Augé and Ramsell’s ‘difficult second albums’

New poetry collections reviewed

IN THE way he presents his work at readings, Billy Ramsell has much in common with other poets who have emerged from the spoken end of the poetry spectrum during the past decade.

Unlike most of them, his poetry is devoid of politics. Ramsell never goes in search of things it is safe to be against. Neither is he a scribbler of little lyrics about his begonias. In his new collection, The Architect’s Dream Of Winter, his second, published by Dedalus, he tackles one of the great issues; our ongoing relationship with machines.

‘Your Call Is Important To Us’ is a gorgeous satire on our attempts to get through to those companies which always take our money by direct debit, and so never need to get through to us. In ‘Half Time’ Ramsell has the Greek deities - Zeus, Aphrodite and all that crowd - gather together to watch a National Hurling League match on television.

‘From the Unconceived’ gives voice to all the potential sons, daughters, sisters and brothers you will never have: “Here are the daughters you permanently exiled/that night you didn’t let him pull your pants down/in your breath-hot postered bedroom/and on those nights you stayed faithful,/and on the nights you took recommended precautions.” It is a poem which will probably get anti-abortionists excited, but it has more in common, I think, with Richard Dawkins’ statement that we are the lucky few “who won the lottery of birth against all odds”.

The Architect’s Dream Of Winter is full of big ideas brilliantly executed.

Another second collection is Celeste Augé’s Skip Diving, published by Salmon.

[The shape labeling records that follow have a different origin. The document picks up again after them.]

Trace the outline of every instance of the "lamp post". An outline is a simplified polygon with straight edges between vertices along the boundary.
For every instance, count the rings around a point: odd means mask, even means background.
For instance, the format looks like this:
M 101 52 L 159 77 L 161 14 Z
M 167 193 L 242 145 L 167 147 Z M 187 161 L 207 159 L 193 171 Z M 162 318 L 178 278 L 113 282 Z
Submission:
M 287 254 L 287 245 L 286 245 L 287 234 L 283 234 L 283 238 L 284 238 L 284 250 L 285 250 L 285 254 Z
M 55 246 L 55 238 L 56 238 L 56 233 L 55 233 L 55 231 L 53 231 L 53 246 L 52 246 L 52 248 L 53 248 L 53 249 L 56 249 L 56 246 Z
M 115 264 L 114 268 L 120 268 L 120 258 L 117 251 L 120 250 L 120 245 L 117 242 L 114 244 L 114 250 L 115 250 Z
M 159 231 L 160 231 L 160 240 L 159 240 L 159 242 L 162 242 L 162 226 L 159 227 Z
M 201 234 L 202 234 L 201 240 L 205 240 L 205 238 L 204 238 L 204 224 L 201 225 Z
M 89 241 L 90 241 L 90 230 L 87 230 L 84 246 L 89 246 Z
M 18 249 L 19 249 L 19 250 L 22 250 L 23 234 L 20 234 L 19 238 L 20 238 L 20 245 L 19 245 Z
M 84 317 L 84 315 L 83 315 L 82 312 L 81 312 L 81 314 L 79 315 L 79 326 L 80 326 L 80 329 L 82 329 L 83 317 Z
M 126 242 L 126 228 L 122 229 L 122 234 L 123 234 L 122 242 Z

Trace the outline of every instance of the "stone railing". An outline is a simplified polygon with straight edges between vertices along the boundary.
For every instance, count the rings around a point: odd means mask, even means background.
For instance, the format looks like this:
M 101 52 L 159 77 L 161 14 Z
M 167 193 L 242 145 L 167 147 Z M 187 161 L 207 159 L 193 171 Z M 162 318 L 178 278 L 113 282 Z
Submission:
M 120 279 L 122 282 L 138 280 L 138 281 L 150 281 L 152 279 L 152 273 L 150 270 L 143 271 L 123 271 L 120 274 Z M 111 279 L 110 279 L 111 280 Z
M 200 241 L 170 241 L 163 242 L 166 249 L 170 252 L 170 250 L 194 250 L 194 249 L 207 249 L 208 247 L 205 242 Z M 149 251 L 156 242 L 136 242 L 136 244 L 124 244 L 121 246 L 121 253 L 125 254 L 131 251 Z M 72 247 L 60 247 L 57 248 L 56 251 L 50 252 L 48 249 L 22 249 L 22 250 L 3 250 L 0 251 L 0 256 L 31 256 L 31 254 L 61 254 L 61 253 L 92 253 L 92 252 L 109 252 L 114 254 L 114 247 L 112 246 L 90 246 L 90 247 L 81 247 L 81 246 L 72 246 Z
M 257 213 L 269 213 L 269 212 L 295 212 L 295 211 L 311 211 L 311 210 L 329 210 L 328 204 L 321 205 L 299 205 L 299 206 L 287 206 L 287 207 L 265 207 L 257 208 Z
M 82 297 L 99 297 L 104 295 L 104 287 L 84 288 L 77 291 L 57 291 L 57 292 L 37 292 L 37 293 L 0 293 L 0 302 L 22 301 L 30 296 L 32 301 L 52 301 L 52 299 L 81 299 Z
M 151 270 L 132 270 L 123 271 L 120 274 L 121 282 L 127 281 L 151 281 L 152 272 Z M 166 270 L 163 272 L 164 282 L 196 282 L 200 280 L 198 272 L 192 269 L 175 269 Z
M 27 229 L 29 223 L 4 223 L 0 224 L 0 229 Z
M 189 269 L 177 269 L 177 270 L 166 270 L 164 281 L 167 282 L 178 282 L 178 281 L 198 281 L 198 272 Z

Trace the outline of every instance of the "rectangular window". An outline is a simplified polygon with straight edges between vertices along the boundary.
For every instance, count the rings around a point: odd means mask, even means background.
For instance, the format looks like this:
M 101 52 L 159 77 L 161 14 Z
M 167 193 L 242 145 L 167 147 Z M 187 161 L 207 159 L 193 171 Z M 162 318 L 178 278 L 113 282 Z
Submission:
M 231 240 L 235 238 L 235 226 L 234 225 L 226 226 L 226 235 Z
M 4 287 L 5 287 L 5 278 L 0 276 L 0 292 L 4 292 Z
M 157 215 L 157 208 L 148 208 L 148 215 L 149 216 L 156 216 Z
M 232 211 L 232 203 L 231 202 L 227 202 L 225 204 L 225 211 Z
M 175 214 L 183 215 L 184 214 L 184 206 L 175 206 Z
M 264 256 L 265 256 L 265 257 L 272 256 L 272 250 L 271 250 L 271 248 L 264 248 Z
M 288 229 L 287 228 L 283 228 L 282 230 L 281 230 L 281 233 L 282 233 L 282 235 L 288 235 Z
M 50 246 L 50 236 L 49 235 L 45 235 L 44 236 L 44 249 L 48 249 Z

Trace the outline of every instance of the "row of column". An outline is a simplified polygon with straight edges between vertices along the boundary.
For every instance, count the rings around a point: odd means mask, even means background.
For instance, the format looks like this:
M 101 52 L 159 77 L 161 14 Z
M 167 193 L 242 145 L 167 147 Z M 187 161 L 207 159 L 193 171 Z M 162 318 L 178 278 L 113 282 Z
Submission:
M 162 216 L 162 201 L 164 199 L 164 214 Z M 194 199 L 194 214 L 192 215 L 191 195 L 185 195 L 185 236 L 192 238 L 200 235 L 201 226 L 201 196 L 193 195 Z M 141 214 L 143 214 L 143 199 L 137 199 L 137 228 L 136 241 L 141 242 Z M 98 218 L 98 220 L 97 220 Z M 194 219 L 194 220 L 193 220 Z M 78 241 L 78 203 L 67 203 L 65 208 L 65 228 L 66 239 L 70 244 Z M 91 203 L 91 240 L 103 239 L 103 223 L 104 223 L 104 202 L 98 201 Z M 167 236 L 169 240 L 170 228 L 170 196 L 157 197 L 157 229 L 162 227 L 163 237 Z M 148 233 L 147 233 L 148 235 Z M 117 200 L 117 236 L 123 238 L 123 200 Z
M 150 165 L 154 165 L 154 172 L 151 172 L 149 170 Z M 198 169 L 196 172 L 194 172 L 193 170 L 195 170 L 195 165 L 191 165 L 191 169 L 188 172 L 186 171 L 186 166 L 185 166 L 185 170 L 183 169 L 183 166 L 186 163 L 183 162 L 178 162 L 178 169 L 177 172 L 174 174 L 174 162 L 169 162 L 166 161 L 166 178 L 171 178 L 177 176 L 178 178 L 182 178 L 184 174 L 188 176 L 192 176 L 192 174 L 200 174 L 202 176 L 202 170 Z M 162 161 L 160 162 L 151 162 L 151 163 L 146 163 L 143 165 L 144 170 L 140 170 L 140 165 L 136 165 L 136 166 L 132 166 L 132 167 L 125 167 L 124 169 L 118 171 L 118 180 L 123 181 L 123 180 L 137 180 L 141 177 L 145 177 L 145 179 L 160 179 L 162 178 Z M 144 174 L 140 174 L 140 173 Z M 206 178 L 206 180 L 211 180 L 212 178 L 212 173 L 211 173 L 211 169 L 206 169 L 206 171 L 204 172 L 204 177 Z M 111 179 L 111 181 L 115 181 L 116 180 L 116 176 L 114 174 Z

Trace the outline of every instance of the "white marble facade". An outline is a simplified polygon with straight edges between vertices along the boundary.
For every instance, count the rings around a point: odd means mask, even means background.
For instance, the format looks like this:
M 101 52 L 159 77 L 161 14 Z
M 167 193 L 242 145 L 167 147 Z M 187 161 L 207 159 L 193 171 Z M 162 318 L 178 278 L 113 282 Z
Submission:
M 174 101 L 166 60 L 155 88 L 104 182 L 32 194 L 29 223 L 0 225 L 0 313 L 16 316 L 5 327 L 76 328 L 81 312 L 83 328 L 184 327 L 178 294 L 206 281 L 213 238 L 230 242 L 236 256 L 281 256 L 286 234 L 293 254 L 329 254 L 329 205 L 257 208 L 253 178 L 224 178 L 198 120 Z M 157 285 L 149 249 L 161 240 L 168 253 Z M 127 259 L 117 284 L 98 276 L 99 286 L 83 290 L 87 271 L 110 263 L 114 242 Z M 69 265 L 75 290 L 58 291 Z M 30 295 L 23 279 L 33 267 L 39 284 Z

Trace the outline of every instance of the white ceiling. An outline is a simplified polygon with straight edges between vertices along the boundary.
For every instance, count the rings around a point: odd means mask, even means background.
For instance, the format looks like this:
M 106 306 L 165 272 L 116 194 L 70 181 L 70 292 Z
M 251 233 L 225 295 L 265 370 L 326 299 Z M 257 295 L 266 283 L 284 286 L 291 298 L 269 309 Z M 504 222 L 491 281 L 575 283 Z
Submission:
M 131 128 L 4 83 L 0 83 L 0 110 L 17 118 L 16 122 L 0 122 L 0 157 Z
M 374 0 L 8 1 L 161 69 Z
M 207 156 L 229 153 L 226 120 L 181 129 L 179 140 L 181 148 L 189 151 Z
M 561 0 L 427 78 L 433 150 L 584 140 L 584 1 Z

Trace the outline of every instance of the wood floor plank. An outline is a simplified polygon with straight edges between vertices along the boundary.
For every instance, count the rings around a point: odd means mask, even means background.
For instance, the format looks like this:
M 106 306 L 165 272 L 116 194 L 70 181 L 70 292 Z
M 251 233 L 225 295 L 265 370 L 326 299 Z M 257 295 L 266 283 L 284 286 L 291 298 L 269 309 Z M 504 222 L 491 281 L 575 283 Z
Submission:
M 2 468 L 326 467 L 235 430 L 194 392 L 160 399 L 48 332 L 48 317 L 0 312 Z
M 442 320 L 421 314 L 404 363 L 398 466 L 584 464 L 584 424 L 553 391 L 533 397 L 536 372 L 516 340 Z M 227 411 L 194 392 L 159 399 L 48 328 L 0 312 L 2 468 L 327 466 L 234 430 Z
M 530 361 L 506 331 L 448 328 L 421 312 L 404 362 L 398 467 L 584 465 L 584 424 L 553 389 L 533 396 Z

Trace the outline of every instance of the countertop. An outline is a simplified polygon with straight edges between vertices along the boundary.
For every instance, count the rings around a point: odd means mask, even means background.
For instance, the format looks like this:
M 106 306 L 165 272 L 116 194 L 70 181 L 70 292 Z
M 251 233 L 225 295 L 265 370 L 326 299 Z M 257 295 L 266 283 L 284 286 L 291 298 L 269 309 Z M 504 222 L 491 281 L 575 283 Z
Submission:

She writes passionately and only on things she really cares about. There is a glorious economy to the language; Augé is not one to fatten out a poem with adjectives. Most striking in this regard is the perfect five line ‘Insomnia’:

“I have come to like the hours/spent awake in bed,/the house silent,/everyone else put safely away,/ like clean dishes.”

Augé’s approach in some of her feminist poems challenges pre-conceptions. David Wheatley has opined that the work of Eavan Boland, probably our premier female poet, suffers from an “absence of any discernible sense of humour”. This is certainly not the case with the work of Celeste Augé.

In ‘Absolution’ - a poem in which she alludes to the Magdalene Laundries - she writes “I, too, have sinned,/in several different religions./(Roast pork, assorted blasphemies,/not to mention the fornication. )”

In ‘Leda Revisited’, Augé writes about the symphysiotomy scandal. It is not an easy subject from which to make a poem. For one thing, it is already so associated in the public mind with tragedy and pathos, that irony is almost the only way to achieve the originality towards which every poem must aspire.

The poem opens with a savagery entirely appropriate to the circumstances: “There’re worse things than being fucked by a swan”. A perfect beginning for such a poem in that it will offend all the right people.

Skip Diving is one of the best poetry collections I’ve read this year.